In this case Hadoop does not need to shuffle all data now. Each mapper can take the corresponding bucket files for 2 tables and perform their join by order ID. For all order ID values that produce the same hash code (0, 1 or 2 in our example), all their order items are located in the bucket with the same hash value.
Is this the same as in MPP systems?
Although data is split into buckets now and map-side join can be performed without full data shuffle, corresponding bucket files for 2 tables can be located on 2 different data nodes, and if the map function can run locally where the bucket for the first table is located, it must fetch the bucket file for the second table from a different node.
In traditional MPP systems, data locality is ensured, a node does not need to fetch data from other nodes to join tables by the same distribution key.
No matter which processing framework is used – MapReduce, Tez, Spark etc. – only data storage co-location can ensure high performance join of large related data sets.
To better match the capabilities of traditional MPP data warehouses, Hadoop HDFS may introduce some improvements:
- Since MPP systems offer row-level data distribution between nodes, and HDFS uses block-level distribution, HDFS may be extended to allow assigning a hash value to each new data block.

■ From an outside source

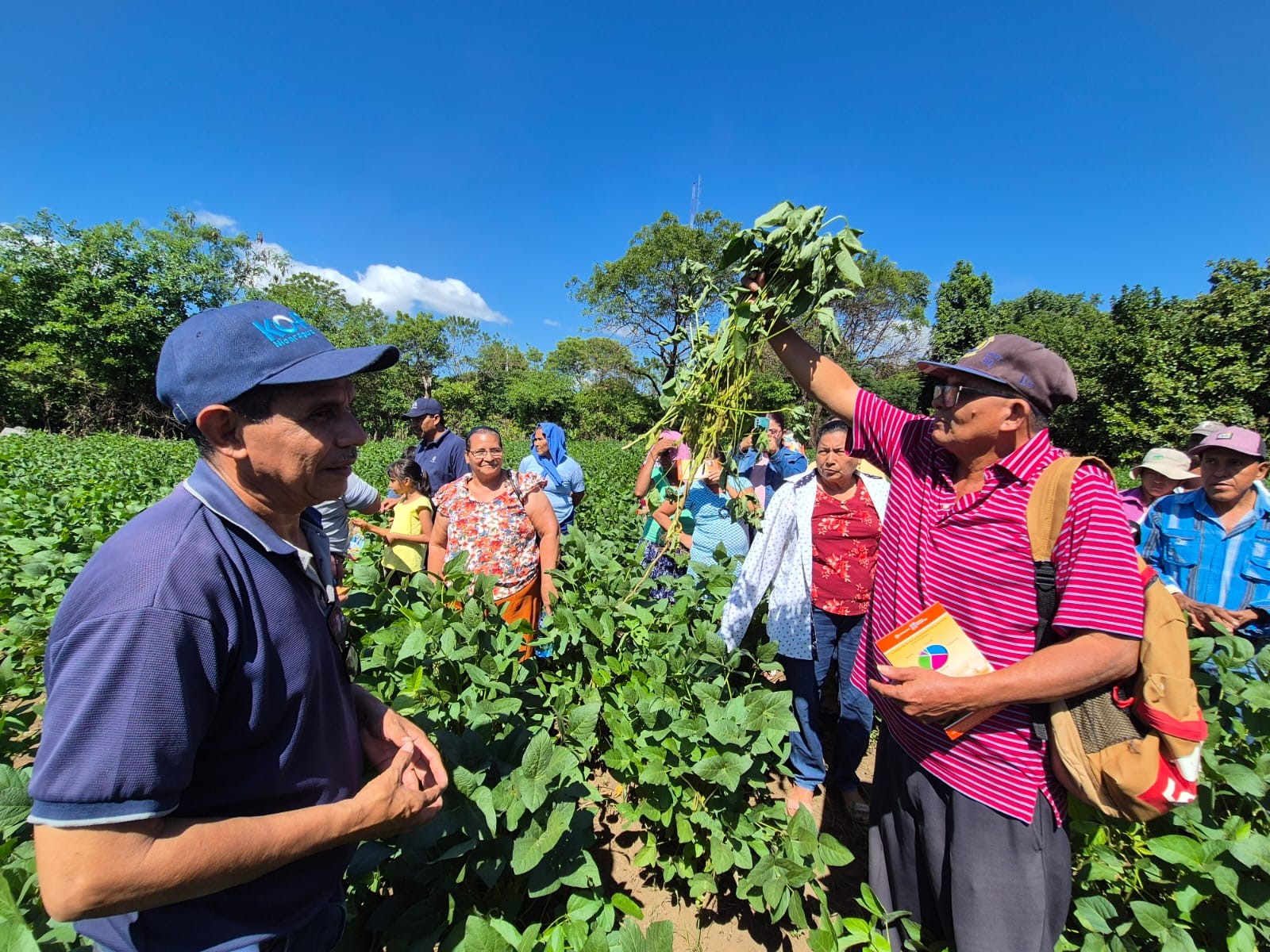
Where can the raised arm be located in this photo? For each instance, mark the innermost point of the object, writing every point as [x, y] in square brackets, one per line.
[545, 524]
[438, 546]
[819, 376]
[645, 480]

- When a hash value is assigned the storage location for this block is predefined. All blocks with the same hash value are stored on the same data node.
- Hadoop Hive calculates a hash value for the bucket and uses it as HDFS hash value, so all buckets with the same hash value are stored on the same data node.
- HDFS hashes are also taken into account when replicating, so all buckets are replicated to the same nodes.
- In case of node failures, hashes can be ignored that just leads to degraded performance, not the system stability.
This improvement will ensure data locality for map-side joins on bucketed tables and as a result increased performance on join operations.